Step 1:

Each common serial connection obliges one subnet. Subsequently, you require two subnets for the serial connections between Router A and Routers B and C. You should likewise have one subnet per Ethernet interface on every switch. Since you have three Ethernet networks, you require three subnets. Utilizing this extremely straightforward tallying strategy, you find that you require a sum of five subnets. Shockingly, you have been doled out a Class C address. The network address 211.212.10.0 takes into account a solitary network of 254 hosts. You must borrow host ID bits to make this address work for you

Step 2:

Determining Number of Bits You Can Borrow

In Step 2, you must focus the number of bits that you can borrow. This number changes relying upon the kind of network address you begin with. For Class An addresses, you have 24 host ID bits, yet you can just borrow up to 22. For Class B addresses, you have 16 host ID bits, yet you must have at least two host bits; in this manner, you can borrow 14 bits. Your Class C address (211.212.10.0) has eight aggregate host ID bits, yet you can just borrow a most extreme of six. The most effortless approach to focus the number of bits you can borrow is to compose the number of octets that contain host ID bits in double. In the Class C sample network 211.212.10.0, you have the accompanying bits to “play” with: 00000000

Step 3:

Determining Number of Bits You Must Borrow to Get Needed Number of Subnets

After you focus the number of subnets you need and the number of bits you can borrow, you must figure the number of host ID bits you must borrow to get the required number of subnets. The equation for deciding the number if bits you must borrow is 2n-2= # of subnets. The n speaks to the number of bits you borrow. At the end of the day, raise two to the number’s force of bits you borrow and subtract two from that number. The outcome is the number of useable subnets made when you borrow that number of bits. For the case network, you require five subnets.
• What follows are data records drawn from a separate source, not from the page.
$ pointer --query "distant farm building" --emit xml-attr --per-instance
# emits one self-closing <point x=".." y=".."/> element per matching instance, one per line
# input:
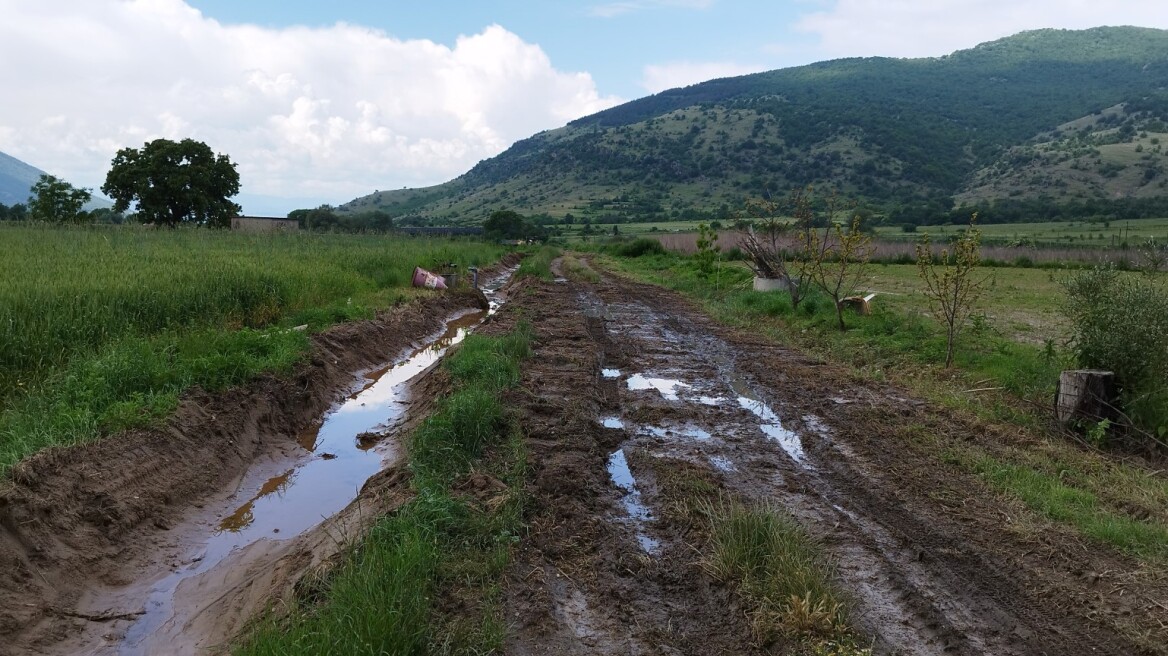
<point x="442" y="230"/>
<point x="264" y="224"/>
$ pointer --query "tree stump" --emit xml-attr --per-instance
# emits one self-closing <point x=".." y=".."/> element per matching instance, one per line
<point x="1085" y="393"/>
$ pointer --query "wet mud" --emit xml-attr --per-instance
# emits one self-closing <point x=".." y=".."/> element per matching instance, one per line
<point x="631" y="385"/>
<point x="111" y="548"/>
<point x="166" y="542"/>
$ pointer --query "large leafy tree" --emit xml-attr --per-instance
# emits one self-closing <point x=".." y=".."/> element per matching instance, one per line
<point x="174" y="182"/>
<point x="56" y="201"/>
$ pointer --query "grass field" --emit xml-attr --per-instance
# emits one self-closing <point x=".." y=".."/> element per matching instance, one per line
<point x="1066" y="234"/>
<point x="101" y="329"/>
<point x="1112" y="234"/>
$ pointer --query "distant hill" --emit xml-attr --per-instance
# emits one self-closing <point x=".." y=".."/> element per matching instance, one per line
<point x="16" y="181"/>
<point x="16" y="178"/>
<point x="1064" y="116"/>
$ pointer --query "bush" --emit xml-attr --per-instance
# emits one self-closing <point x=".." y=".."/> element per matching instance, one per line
<point x="1120" y="323"/>
<point x="639" y="248"/>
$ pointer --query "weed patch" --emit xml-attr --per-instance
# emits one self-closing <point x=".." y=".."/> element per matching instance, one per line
<point x="103" y="328"/>
<point x="391" y="591"/>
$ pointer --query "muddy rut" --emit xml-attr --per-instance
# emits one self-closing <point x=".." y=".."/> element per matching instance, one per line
<point x="633" y="384"/>
<point x="628" y="388"/>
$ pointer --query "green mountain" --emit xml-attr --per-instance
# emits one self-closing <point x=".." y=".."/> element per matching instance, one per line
<point x="16" y="181"/>
<point x="1057" y="116"/>
<point x="16" y="178"/>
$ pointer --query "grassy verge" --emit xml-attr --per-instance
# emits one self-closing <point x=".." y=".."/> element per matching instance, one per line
<point x="425" y="579"/>
<point x="539" y="264"/>
<point x="998" y="382"/>
<point x="102" y="329"/>
<point x="777" y="569"/>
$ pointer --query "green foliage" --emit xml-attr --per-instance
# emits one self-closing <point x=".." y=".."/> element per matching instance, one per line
<point x="174" y="182"/>
<point x="133" y="383"/>
<point x="382" y="598"/>
<point x="1061" y="501"/>
<point x="952" y="284"/>
<point x="539" y="264"/>
<point x="902" y="134"/>
<point x="102" y="329"/>
<point x="1120" y="323"/>
<point x="778" y="569"/>
<point x="56" y="201"/>
<point x="507" y="224"/>
<point x="707" y="249"/>
<point x="838" y="260"/>
<point x="638" y="248"/>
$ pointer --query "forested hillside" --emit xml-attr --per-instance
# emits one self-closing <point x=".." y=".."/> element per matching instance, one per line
<point x="16" y="178"/>
<point x="1047" y="118"/>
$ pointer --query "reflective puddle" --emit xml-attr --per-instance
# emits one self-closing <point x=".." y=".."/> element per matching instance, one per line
<point x="666" y="386"/>
<point x="297" y="500"/>
<point x="771" y="426"/>
<point x="688" y="432"/>
<point x="639" y="513"/>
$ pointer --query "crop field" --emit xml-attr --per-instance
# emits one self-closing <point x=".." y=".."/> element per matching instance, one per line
<point x="627" y="433"/>
<point x="1072" y="234"/>
<point x="101" y="328"/>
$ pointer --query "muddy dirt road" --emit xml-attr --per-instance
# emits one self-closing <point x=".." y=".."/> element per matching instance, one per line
<point x="168" y="541"/>
<point x="630" y="386"/>
<point x="630" y="391"/>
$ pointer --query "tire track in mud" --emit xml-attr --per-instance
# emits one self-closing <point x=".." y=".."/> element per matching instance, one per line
<point x="924" y="581"/>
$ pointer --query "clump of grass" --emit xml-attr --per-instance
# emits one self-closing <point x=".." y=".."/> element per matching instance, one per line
<point x="134" y="383"/>
<point x="102" y="329"/>
<point x="1051" y="496"/>
<point x="778" y="569"/>
<point x="388" y="594"/>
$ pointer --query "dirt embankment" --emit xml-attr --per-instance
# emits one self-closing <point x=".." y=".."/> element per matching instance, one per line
<point x="630" y="385"/>
<point x="95" y="516"/>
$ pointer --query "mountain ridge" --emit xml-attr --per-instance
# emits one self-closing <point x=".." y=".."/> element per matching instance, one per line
<point x="891" y="133"/>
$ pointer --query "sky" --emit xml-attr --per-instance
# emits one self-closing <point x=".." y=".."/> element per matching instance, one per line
<point x="324" y="102"/>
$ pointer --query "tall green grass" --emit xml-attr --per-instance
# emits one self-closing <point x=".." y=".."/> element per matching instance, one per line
<point x="102" y="328"/>
<point x="68" y="291"/>
<point x="384" y="597"/>
<point x="539" y="264"/>
<point x="779" y="570"/>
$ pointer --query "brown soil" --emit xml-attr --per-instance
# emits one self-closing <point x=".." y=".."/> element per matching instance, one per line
<point x="934" y="560"/>
<point x="936" y="563"/>
<point x="78" y="521"/>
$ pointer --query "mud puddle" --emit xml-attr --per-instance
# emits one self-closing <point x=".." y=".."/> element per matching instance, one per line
<point x="343" y="451"/>
<point x="634" y="508"/>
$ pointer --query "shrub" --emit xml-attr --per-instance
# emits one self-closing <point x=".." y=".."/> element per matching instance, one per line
<point x="1120" y="323"/>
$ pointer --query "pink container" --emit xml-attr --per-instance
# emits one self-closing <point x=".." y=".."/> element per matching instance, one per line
<point x="423" y="278"/>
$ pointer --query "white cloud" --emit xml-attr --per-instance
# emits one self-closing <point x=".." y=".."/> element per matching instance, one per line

On the off chance that you borrow three bits, the equation’s outcome is six usable subnets 2^3 = 8-2 = 6.

Step 4:

Turning On Borrowed Bits and Determining Decimal Value

In Step 4, utilizing the bits you decided were accessible in Step 2, you turn on (set to 1) the number of bits decided you must borrow in Step 3. You should dependably start with the high-arrange bits (the bits beginning on the left of a twofold number). Utilizing the number of bits you can work with and the number of bits you must borrow (from Step 3), your outcome is the accompanying: 11100000. As it were, from the eight aggregate bits from Step 2 (six of which you could borrow), you borrow three host ID bits. In Step 4, you likewise need to focus the decimal estimation of the octets from which you borrow host ID bits.

Step 5:

Determining New Subnet Mask

Step 5 figures the new subnet mask after you borrow the host ID bits in Step 4. You must include the decimal quality from Step 4 to the default subnet mask for the class of address you are sub-netting. The case is a Class C address so the default mask is 255.255.255.0. The new mask in the wake of borrowing three bits gets to be 255.255.255.224.

 

Step 6:

Finding Host/Subnet Variable

In Step 6, you must locate the high’s least request (bits beginning from the left) turned “on.” Step 6 takes all of you the path back to prior in the section to the qualities found in every bit position inside of the octet. Our case characterizes the octets from which we borrow as 11100000. The most astounding request bit turned on speaks to 25, which approaches 32.

Step 7:

Determining Range of Addresses

The last step permits you to take the Host/Subnet variable from Step 6 (32) and make your subnet ranges. Utilizing the Class C network over, the scope of subnets when you borrow three bits are:

211.212.10.0 to 211.212.10.31

211.212.10.32 to 211.212.10.63

211.212.10.64 to 211.212.10.95

211.212.10.96 to 211.212.10.127

211.212.10.128 to 211.212.10.159

211.212.10.160 to 211.212.10.191

211.212.10.192 to 211.212.10.223

211.212.10.224 to 211.212.10.255

IP addresses can’t be all ones or all zeros; in this manner, by and large the first scope of addresses and the last scope of addresses are unusable. In some you can utilize the first scope of addresses, or subnet 0. Just sure makers’ hardware, for example, Cisco Systems, completely bolsters the utilization of subnet zero. In each subnet, the first IP address is unusable on the grounds that it speaks to the subnet ID. The last address is additionally unusable in light of the fact that it is the telecast address for the subnet. Because of these two limitations, in subnet one, 211.212.10.33 is the first useable host ID and 211.212.10.62 is the last useable host ID.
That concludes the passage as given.